Semantic Image and Text Alignment: Storyboard Synthesis

17 Feb 2024

Introduction

In this transformative era of advertising and recognizing the potential for technology to streamline and enhance the ad creation process, Adludio is embarking on an ambitious initiative to automate the end-to-end process of advertising production.

Adludio is a well renowned company in the business of advertisement creation for different customers across the globe. One aspect involves automation of this process so that the generation of potential creative concepts based on the client’s brief. This transformation process aims to visually depict the narrative flow and user interaction within advertisements, making the conceptualization of digital campaigns both more intuitive and impactful.

Our task for this week, as part of this transformative process, is to architect and develop a cutting-edge machine learning solution that automates the conversion of textual advertisement concepts, assets descriptions into visually compelling storyboards.

Overview

Bring the concept to life, we will be using the perks of machine learning and diffusion models broadly. As a general scheme for the workflow, we have divided the project into three tasks for ease of approach. 1) Image Generation and EDA analysis on the given Assets

This task involves the generation of images using a model by adding the
concepts or ideas given as data. These concepts need some adjustment before they are handed out to the LLMs for image generation.
As for the EDA, that is a crucial step to help us identify the positions and
dimensions of images we find on a certain image on a Storyboard(either the landing page or the Ending page). We can use the image search on image to check and examine the segmented images.

2) Image Composition

This will have a composition of the several generated images and integrate one or two images on a single frame.

3) Storyboard Creation

This is the final output as this will depict the final product. A story board is nothing bu s a sequence of narration that will be visualized on a board.

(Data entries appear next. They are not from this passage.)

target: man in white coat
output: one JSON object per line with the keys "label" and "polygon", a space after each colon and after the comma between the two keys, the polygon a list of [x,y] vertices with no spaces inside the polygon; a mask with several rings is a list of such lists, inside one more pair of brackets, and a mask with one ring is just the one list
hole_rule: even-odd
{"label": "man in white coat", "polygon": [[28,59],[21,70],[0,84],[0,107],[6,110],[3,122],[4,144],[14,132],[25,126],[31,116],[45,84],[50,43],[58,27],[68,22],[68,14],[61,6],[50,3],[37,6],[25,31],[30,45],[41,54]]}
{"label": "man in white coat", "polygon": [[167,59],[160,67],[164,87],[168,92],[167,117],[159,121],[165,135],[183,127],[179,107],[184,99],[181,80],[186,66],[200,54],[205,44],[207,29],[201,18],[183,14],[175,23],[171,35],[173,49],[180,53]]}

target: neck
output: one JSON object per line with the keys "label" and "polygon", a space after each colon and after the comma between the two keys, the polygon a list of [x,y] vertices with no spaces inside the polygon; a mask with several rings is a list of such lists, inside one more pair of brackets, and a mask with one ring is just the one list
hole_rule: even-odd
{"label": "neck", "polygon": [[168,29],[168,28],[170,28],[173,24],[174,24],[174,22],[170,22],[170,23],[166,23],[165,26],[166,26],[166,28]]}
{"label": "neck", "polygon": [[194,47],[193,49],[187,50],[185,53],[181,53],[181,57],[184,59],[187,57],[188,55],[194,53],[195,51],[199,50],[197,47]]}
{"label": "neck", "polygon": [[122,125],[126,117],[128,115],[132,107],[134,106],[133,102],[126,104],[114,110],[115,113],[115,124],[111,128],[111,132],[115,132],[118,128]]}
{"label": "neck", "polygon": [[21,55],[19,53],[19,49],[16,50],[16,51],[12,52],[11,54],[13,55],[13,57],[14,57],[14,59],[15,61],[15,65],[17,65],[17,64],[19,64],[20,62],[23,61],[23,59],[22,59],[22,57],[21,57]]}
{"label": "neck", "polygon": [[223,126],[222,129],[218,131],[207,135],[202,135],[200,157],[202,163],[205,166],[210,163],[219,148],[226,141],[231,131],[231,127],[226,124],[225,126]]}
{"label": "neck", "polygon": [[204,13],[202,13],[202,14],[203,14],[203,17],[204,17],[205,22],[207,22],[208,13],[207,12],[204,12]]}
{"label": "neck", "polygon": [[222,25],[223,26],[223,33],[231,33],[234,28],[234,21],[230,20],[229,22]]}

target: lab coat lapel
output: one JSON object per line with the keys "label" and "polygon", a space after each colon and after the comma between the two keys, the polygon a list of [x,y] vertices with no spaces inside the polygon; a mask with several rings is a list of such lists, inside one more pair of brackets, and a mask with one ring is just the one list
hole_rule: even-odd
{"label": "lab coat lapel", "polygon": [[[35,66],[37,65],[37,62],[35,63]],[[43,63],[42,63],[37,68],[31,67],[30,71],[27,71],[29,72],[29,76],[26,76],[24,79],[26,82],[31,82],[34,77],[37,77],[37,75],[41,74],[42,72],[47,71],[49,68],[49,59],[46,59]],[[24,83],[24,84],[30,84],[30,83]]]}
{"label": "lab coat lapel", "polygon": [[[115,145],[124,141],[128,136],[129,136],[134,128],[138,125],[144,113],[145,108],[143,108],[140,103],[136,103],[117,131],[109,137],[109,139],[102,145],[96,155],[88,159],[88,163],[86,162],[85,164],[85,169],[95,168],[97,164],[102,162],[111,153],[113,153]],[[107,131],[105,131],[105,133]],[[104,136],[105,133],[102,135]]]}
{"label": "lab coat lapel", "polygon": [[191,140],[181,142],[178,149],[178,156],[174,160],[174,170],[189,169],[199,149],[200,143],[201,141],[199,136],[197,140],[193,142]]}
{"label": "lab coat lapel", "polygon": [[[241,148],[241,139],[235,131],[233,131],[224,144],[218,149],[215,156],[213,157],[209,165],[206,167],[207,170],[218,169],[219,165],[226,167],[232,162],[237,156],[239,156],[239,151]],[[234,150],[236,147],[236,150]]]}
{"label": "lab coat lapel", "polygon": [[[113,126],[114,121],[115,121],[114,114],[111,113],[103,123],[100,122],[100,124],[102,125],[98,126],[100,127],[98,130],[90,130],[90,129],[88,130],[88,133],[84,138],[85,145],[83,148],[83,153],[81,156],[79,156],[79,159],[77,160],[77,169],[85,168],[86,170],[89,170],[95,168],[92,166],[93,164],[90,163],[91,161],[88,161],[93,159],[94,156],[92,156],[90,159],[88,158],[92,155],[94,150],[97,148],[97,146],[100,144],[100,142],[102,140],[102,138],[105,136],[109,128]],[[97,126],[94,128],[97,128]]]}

All tasks have different under lists and we will approach all as we dive deeper into the project.

Implementation

Image Generation

For Image generation, we used the Stable Diffusion Model to create a good and quality image from a given prompt.

EDA

The EDA was only performed to analyze the position and dimension of segments on a given image. Particularly, either on the Landing Page and End Frame. The two pages are found on the beginning and the end of the creatives (Ads). This means that they contain all the other images integrated such as Text image, Buttons,…etc.

Prompt Engineering

The better the prompt, the better the quality and realism of the image that will be generated by the Image Generating Model. And so, we were able to give emphasis on this particular activity as this is the heart of the all the creatives to be generated from our description set.

A concise and descriptive prompt can help us achieve this and we were able to make use of the perks of Open-AI for this in helping us automate and generate a better prompt.

Result

The Generated images have improved a lot in-terms of quality and also realism. Because after the altercation of prompts we were able to get more realistic images and they are some how considered an achievement.

Conclusion

The task was very enticing as we got the chance to explore more on Machine Learning as well as Computer vision and Deep learning. These are very interesting concepts. They have so much potential and seem very relevant in the near future for further advancements in the AI field.

We also got the chance to work on prompt engineering and that also is a very lucrative sector as that is now in demand for the betterment of LLMs and their generating application

Due to time constrains, the achievements were very much limited. But given more time and resource a better storyboard that can be generated from a trained model can be implemented for creating captivating creatives.